Refactoring a large case statement

3 Feb, 2019

0 views

ruby

I’m currently building a gem for converting curl commands to something else, and one early problem I needed to deal with was parsing the curl command arguments.

The basic idea for a gem is to convert curl command to a sweet looking hash that we can use to do magical things. So when given:

curl https://isrubydead.com/

Our program converts it to:

{
 "body": "",
 "method": "GET",
 "headers": {},
 "url": "https://isrubydead.com/"
}

We’ll call this hash a Request, so let’s define it:

Request = Struct.new(:body, :method, :headers, :url) do
 def initialize
 self.method = 'GET'
 self.headers = {}
 self.url = ''
 self.body = ''
 end
end

Our program should expect the curl command as a command line argument, so let’s use ARGV.first to read the curl command:

require 'shellwords'
module ParseCurl
 class << self
 def parse(command)
 self.request = Request.new
 self.parser = Parser.new(request)
 parser.parse(Shellwords.split(command.strip))
 request.to_h
 end
 private
 attr_accessor :request
 attr_accessor :parser
 end
end
ParseCurl.parse(ARGV.first)

We use Shellwords here to convert the curl command to an array of tokens, to make it easier to parse.

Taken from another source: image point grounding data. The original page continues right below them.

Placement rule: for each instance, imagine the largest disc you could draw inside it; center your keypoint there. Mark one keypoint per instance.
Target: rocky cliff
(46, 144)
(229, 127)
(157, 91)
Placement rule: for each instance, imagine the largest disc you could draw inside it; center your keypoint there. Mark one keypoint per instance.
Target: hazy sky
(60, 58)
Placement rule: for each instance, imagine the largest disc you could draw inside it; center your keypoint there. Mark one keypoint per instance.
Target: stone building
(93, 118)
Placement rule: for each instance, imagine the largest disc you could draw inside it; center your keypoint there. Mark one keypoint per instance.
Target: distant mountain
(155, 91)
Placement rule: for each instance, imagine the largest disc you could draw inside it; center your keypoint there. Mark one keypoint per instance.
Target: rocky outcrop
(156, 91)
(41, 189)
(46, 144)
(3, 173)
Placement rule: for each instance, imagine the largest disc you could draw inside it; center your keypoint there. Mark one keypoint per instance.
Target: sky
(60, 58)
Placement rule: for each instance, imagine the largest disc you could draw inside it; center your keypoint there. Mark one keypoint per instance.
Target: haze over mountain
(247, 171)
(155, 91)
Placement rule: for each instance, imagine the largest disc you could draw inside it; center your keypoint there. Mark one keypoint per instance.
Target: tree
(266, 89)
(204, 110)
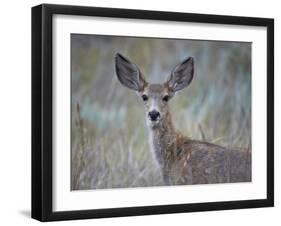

Now that we have a place to store the result of parsing the curl command, and we are passing the command line argument to a parser, it’s time to write an actual parser.

Being a very serious and very senior developer, I’ve ended up with this very appealing class:

class Parser
 def initialize(request)
 @request = request
 end
 def parse(words)
 self.words = words
 while (word = words.shift)
 parse_word(word)
 end
 end
 private
 attr_accessor :words
 attr_reader :request
 def parse_word(word)
 case word
 when URI::DEFAULT_PARSER.make_regexp
 request.url = word
 when /\A(-H|--header)\Z/
 parse_header
 when /\A--compressed\Z/
 request.headers['Accept-Encoding'] ||= 'deflate, gzip'
 when /\A-X|\A--request\Z/
 request.method = extract_method(word)
 when /\A(-u|--user)\Z/
 request.headers['Authorization'] ||=
 "Basic #{Base64.strict_encode64(words.shift)}"
 when /\A(-b|--cookie)\Z/
 request.headers['Set-Cookie'] ||= words.shift
 when /\A(-A|--user-agent)\Z/
 request.headers['User-Agent'] ||= words.shift
 when /\A(-I|--head)\Z/
 request.method = 'HEAD'
 when /\A(-d|--data|--data-ascii)\Z/
 parse_data
 when /\A--data-binary\Z/
 parse_data(strip_newlines: false)
 when /\A--data-raw\Z/
 parse_data(raw: true)
 when /\A--data-urlencode\Z/
 parse_data(url_encode: true)
 when /\./
 request.url = "http://#{word}" if request.url == ''
 end
 end
end

I know, a thing a beauty.

What’s also very nice is that this class also have to know everything about parsing curl arguments; from header and method arguments to various data arguments.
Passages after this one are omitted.